I am writing my first Kedro pipeline tests and I am a little confused.
I am testing a pipeline with two nodes, however the first node outputs a spark object which needs to have copy mode assign as a memory dataset. How can I specify that in python rather than yaml?
catalog = DataCatalog( )
caplog.set_level(logging.DEBUG, logger="kedro")
successful_run_msg = "Pipeline execution completed successfully."
SequentialRunner().run(pipeline, catalog)
assert successful_run_msg in caplog.text
do I do that using add_feed_dict? how?
So you can use Kedro this way, but it's not actually the way we recommend unless you have a specific reason to do so.

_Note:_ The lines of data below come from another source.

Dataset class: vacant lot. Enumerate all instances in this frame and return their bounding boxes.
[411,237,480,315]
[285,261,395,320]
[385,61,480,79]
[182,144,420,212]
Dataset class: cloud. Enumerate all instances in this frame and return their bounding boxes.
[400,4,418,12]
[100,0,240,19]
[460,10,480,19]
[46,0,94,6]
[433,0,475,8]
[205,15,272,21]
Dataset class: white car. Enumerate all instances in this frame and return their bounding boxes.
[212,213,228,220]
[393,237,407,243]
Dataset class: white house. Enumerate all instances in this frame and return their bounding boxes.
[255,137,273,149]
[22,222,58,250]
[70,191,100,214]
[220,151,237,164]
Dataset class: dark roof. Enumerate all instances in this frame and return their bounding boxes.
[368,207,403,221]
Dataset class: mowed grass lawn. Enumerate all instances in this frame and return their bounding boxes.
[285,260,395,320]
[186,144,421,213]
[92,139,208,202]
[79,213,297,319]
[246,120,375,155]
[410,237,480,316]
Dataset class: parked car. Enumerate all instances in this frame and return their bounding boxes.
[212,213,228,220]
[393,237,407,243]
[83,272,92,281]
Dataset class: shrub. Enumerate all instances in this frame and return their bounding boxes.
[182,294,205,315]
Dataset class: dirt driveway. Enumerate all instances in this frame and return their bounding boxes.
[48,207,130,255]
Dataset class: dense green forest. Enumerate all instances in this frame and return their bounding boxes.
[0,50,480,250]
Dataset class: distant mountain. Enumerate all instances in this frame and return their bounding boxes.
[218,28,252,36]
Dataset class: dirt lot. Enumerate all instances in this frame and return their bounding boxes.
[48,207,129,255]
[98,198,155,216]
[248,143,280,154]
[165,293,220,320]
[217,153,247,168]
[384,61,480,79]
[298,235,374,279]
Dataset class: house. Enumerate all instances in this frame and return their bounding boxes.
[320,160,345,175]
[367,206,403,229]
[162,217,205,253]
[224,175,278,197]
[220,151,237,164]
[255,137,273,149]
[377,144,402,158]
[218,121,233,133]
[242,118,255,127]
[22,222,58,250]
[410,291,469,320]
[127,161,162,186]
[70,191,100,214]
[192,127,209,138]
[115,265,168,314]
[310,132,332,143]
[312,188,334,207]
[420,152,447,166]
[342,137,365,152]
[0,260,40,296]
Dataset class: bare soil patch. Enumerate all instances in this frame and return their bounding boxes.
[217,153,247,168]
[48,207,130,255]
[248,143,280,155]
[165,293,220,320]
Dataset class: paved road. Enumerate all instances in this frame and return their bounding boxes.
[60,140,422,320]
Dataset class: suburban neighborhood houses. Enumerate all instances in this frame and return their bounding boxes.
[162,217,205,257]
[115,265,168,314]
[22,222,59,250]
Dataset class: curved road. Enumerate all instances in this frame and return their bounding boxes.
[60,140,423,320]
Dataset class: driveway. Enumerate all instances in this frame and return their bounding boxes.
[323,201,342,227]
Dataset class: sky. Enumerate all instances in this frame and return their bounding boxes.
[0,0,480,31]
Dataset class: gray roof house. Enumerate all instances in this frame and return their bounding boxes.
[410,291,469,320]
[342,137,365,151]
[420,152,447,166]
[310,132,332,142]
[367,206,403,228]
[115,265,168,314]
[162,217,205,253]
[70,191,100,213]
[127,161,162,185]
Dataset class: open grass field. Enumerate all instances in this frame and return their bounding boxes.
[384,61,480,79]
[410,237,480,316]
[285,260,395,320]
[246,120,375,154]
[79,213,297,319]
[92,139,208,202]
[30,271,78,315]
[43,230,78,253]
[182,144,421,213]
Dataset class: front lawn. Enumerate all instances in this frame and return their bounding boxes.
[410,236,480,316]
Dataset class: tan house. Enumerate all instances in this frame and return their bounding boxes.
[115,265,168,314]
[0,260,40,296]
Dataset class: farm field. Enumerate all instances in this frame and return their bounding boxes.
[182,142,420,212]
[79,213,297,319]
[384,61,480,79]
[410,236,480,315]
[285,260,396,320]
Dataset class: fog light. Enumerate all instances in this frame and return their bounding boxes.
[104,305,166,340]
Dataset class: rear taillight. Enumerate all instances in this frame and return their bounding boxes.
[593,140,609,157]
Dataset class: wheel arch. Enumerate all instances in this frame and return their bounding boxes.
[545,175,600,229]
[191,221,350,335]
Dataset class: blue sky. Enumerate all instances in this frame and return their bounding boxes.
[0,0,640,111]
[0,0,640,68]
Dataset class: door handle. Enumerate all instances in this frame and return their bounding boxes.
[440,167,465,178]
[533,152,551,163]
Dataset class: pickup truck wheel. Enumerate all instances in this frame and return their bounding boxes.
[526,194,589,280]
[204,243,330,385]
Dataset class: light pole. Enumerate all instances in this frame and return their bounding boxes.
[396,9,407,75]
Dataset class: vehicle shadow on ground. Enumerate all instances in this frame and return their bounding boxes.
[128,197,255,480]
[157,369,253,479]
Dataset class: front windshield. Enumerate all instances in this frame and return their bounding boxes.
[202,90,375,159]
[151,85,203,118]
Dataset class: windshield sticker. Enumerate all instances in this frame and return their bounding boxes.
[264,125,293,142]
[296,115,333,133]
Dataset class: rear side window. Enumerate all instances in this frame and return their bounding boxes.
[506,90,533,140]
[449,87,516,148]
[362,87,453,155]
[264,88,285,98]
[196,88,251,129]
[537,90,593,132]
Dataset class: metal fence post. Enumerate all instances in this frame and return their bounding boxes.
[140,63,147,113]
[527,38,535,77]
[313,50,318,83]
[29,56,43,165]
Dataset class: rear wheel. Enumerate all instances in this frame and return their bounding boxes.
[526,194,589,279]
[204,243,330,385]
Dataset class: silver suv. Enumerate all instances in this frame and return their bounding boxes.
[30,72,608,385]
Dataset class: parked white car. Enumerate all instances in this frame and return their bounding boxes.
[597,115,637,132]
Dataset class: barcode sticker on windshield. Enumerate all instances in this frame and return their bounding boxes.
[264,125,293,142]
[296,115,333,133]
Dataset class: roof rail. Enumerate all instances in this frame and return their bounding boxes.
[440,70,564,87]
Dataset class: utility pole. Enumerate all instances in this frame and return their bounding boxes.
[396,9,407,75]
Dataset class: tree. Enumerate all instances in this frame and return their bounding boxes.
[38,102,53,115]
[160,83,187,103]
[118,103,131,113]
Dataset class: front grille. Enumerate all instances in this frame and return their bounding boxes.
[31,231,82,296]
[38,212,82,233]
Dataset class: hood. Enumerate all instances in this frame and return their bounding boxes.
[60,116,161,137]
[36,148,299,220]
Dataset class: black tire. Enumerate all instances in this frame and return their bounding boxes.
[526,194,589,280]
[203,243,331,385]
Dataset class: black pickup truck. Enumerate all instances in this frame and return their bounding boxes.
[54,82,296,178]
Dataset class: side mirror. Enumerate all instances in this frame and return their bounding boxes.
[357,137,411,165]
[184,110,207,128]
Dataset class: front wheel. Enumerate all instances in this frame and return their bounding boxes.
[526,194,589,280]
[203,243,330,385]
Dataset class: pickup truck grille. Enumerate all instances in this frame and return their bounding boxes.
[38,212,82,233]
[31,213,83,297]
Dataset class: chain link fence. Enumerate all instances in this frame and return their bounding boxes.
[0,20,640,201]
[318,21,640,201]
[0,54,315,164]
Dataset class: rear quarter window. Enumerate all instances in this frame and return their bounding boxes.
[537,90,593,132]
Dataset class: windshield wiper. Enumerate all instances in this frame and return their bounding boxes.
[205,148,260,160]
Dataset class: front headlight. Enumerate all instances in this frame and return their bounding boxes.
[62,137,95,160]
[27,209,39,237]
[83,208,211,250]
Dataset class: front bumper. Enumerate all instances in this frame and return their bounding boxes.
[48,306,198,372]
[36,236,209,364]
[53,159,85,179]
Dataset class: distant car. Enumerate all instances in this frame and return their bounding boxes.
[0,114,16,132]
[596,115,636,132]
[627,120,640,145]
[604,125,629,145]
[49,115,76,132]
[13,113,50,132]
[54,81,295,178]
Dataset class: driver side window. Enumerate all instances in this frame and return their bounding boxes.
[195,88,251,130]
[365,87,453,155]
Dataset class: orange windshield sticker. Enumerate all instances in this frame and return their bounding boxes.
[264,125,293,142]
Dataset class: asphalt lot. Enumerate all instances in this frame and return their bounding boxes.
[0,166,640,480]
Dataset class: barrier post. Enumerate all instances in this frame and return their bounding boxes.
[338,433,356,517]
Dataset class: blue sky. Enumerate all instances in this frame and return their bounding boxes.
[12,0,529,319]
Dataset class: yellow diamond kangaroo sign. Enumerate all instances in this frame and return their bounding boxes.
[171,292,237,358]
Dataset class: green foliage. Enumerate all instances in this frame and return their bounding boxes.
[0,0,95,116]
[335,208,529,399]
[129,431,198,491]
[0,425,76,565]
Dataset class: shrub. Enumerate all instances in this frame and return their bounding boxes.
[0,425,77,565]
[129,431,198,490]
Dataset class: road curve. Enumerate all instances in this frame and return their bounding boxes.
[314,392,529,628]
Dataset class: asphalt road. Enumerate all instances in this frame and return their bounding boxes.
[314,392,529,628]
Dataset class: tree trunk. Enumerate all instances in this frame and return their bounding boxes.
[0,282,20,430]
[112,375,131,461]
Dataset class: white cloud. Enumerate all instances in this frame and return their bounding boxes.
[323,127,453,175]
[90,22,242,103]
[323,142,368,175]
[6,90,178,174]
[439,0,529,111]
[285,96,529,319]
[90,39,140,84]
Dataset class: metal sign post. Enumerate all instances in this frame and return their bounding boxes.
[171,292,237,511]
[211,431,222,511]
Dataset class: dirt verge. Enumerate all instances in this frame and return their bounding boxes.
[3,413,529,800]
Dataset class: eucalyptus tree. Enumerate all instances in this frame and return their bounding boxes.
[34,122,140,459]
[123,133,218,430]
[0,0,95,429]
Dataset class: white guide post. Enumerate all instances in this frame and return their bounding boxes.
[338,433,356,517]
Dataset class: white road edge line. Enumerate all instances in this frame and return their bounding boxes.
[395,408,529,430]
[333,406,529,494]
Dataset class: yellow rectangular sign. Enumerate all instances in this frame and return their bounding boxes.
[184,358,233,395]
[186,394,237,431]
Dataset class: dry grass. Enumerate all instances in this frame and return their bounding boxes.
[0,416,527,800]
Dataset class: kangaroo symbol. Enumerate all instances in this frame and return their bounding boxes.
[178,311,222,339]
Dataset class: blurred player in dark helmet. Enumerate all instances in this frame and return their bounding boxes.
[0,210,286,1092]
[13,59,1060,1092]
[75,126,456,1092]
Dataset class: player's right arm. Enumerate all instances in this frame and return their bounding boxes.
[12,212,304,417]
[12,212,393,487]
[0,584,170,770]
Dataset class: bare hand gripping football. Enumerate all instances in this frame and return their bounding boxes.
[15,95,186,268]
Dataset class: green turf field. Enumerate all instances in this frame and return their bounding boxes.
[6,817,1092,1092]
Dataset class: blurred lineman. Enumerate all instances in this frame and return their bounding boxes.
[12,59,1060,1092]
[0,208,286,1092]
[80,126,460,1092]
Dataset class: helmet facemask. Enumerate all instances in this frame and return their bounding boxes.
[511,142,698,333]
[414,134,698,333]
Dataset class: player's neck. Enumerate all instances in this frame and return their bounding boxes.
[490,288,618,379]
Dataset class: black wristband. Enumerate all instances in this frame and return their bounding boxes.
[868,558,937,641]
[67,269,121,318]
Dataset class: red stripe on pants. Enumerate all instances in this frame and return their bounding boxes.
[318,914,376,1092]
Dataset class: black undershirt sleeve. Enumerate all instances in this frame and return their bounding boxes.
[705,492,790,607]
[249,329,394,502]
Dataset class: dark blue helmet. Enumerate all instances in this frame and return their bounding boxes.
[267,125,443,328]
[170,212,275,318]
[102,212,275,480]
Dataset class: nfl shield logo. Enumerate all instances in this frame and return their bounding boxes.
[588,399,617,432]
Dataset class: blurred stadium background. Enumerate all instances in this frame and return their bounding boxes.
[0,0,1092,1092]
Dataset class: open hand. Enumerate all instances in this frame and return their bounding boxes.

I would really recommend that you follow the Spaceflights tutorial since it covers the key concepts and abstracts some of this complexity
we also have a full training course on YouTube :youtube:
https://www.youtube.com/playlist?list=PL-JJgymPjK5LddZXbIzp9LWurkLGgB-nY
This is the recommended way in the Kedro documentation to write pipeline tests: https://docs.kedro.org/en/stable/tutorial/test_a_project.html
I've been desperate to get a kedro-test
micro-framework off the ground but it's been hard to prioritise
If we end up using Kedro we might be interested in doing some OSS contributions with it so could maybe help
Maybe this one helps? https://github.com/kedro-org/kedro/blob/main/tests/pipeline/test_pipeline_integration.py
hmmmm mine is similar but I'm having the issue that I don't know how to specify that the output of 1 pipeline should use copy_mode "assign"
I guess something like:
dataset = MemoryDataset({"data": 42}, copy_mode="assign") DataCatalog().add_feed_dict({"dataset":dataset})
Yes indeed, it's:
catalog = DataCatalog(
datasets={
"data_utility": MemoryDataset(copy_mode="assign"),
"extract_model_features": MemoryDataset(copy_mode="assign"),
},
)